The problem that I have with the W3C's decision (assuming that I understand it correctly) is that at least in my opinion the value of the web goes way beyond supporting manual web browsing and enjoying digital media assets. I think that the web should evolve into a ubiquitous decision support system - this needs software agents that can help you no matter who's computer you may be using, what type of small device (phone, web pad) you may be using, etc. In this context, decision support means help in making dozens of decisions each day.
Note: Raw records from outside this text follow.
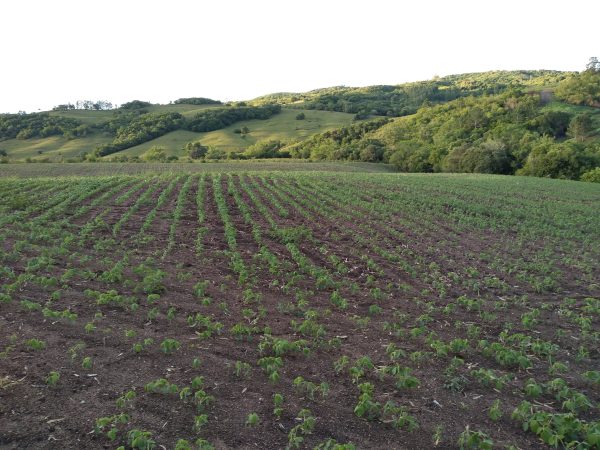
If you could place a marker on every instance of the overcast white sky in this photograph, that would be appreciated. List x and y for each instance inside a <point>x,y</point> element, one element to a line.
<point>118,50</point>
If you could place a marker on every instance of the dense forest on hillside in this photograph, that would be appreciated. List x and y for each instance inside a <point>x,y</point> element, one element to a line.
<point>503,134</point>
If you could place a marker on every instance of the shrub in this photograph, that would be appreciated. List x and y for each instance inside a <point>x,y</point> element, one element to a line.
<point>592,176</point>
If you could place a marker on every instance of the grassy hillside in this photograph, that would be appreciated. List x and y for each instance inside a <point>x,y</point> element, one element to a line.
<point>282,126</point>
<point>407,98</point>
<point>56,148</point>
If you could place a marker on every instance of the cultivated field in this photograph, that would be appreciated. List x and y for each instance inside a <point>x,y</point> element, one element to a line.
<point>280,310</point>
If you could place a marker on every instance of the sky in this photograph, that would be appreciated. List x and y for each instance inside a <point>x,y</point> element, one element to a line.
<point>61,51</point>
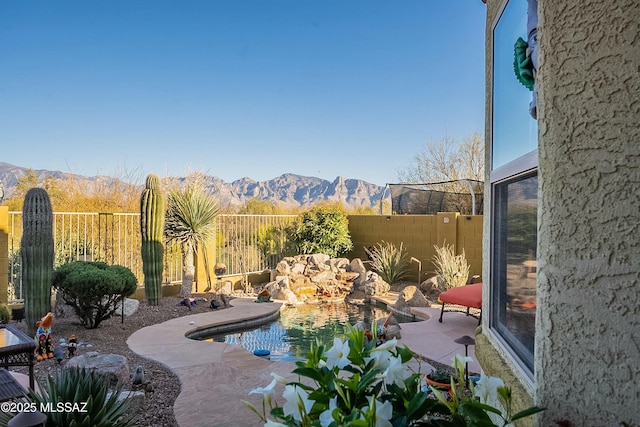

User specific information filters, search agents, and personalized information repositories will require machine readable data with well defined semantics.

One approach is to have content management systems like Drupal and Plone publish information in parallel, both:
  • HTML5 web pages for human consumption
  • RDF/RDFS/RDFS+/OWL for consumption by software agents
It is very easy (like a few lines of Ruby) to convert either entire databases or subsets from SQL queries to RDF and since many web pages are created from information in relational databases, it might be OK to use this "dual publishing" scheme. Similarly, data in RDF repositories can be used, instead of relational databases, to publish web pages. However, I would prefer generating one format of web page with semantic information embedded as, for example, RDFa and micro formats.

My vision of the web is an increasing amount of data and information that we need customizable software agents or interfaces to cull out just what an individual user needs.

HTML5 needs a well designed notation for embedding extensible semantic information that does not rely on XML's extensibility.

Wednesday, July 01, 2009

PragPub - free monthly magazine for developers

While I love writing, I also like to read other people's efforts. I find that I learn a lot reading code that other people write. I started seriously reading other people's code in the 1970s - a habit I never outgrew. When I read what other people write, in addition to the content, I also pay attention to their writing technique: how they introduce a topic, make points, provide examples, the level of detail they use, etc. Check out the new PragMag - good reading.